E venne il giorno della paperissima di Gigio Donnarumma. Che il giovanotto si abitui in fretta a questi eventi. Nella lunga e di sicuro luminosa carriera che è spalancata davanti ai suoi diciotto anni, gliene capiteranno millanta per dirla alla Gianni Brera senza riuscire a scalfire il talento purissimo. Di sicuro lo aiuteranno a migliorare con i piedi che è poi il suo limite tecnico più vistoso, visto che è un mancino naturale e che col destro ci sa fare poco, tranne che salire le scale. Poiché è il calciatore tra i più chiacchierati del momento, l'hanno subito preso di mira sui social tirando fuori la copertina di Topolino che appunto aveva titolato Paperumma disegnando un cartone riferito al giovanissimo portiere del Milan. Nessuno dei suoi, naturalmente l'ha messo sotto processo. Ci mancherebbe. Tante altre volte ha salvato la vita della squadra. Montella è stato il primo ad assolverlo. «Gigio deve stare sereno, io accetto l'errore, ci può stare, gli servirà per il futuro» la semplice chiosa. È stato in qualche modo decisivo l'errore di Donnarumma perché ha tarpato le ali ai suoi dopo appena 11 minuti e perché ha modificato anche l'inerzia della sfida di Pescara. Paletta, pressato da Caprari, non ha fatto altro che girare palla verso il suo portiere, Donnarumma è andato col piede sinistro a 30 cm dall'erba per controllarlo con estrema superficialità, la palla gli ha fatto maramao, è saltata sopra la scarpetta ed è rotolata in rete. Il diciottenne Gigio si è subito rialzato e poi ha detto: «Mi dispiace per il risultato. In occasione del gol ho commesso un errore che, sono sicuro, servirà per la mia crescita. Ho dato il massimo, come sempre». E ancora: «Non è un errore che mi abbatterà. Vado avanti con il sorriso».

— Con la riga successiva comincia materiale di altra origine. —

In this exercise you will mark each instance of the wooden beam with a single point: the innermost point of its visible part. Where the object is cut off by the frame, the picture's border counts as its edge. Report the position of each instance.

Intendiamoci: il mancato successo del Milan non è solo responsabilità del suo portiere che più avanti si è in parte ripreso con una respinta a pugni chiusi. Dopo una reazione rabbiosa confluita nel gol del pareggio a fine primo tempo (scatto portentoso di Deulofeu, contrasto vincente di Bacca su Campagnaro e girata al volo di Pasalic), la squadra di Montella non ha preso possesso del campo e del gioco. Colpa evidente di un centrocampo compassato (sostituiti due dei tre componenti in partenza con Kucka e Locatelli senza beneficio) e di un attacco che ha segnalato la sfiducia del tecnico nei confronti di Bacca. Quest'ultimo, dopo la sostituzione, ha brontolato («Perché? Stavo lavorando») con qualche ragione. In effetti il colombiano non è stato il meno ispirato del trio d'attacco. Anzi con Lapadula avrebbe meglio incarnato il sistema di gioco finale (4-2-4) col quale Montella ha tentato di forzare il blocco abruzzese. Ha soltanto sfiorato il successo con Romagnoli (palo centrato di testa: è il settimo dall'inizio del 2017, una specie di record) e poi con lo stesso Lapadula che si è trovato in area al posto giusto in un paio di occasioni. Una volta Fiorillo, una volta Campagnaro gli hanno tolto la gioia di firmare il ritorno dal suo amato pubblico con un sigillo.
Forse la sosta, forse anche la temperatura pomeridiana, magari l'erba alta dello stadio di Pescara: tutti questi improbabili motivi hanno impedito al Milan di restare attaccato alla zona Europa league. Il pareggio (nelle ultime 4 trasferte) è comunque il segnale di un limite in parte rappresentato dalle tante assenze (Suso, Abate, Bonaventura su tutti) e in parte dal rendimento insufficiente del centrocampo. Sosa è rimasto presto senza fiato, Mati Fernandez idem, Locatelli quando è entrato non ha fornito le geometrie richieste a un costruttore di gioco. E così oltre a sfiorare il gol del 2 a 1 nel finale, il Milan ha rischiato sulle ripartenze del Pescara che Zeman sta rimodellando a sua immagine e somiglianza sulla corsa e sul pressing feroce.
Ancora una volta, com'è capitato già l'anno scorso con Mihajlovic e l'anno prima con Inzaghi, il Milan è finito tra le sabbie mobili della bassa classifica. Invece di allungare su Atalanta e Lazio, avendo davanti il Pescara, ha perso punti.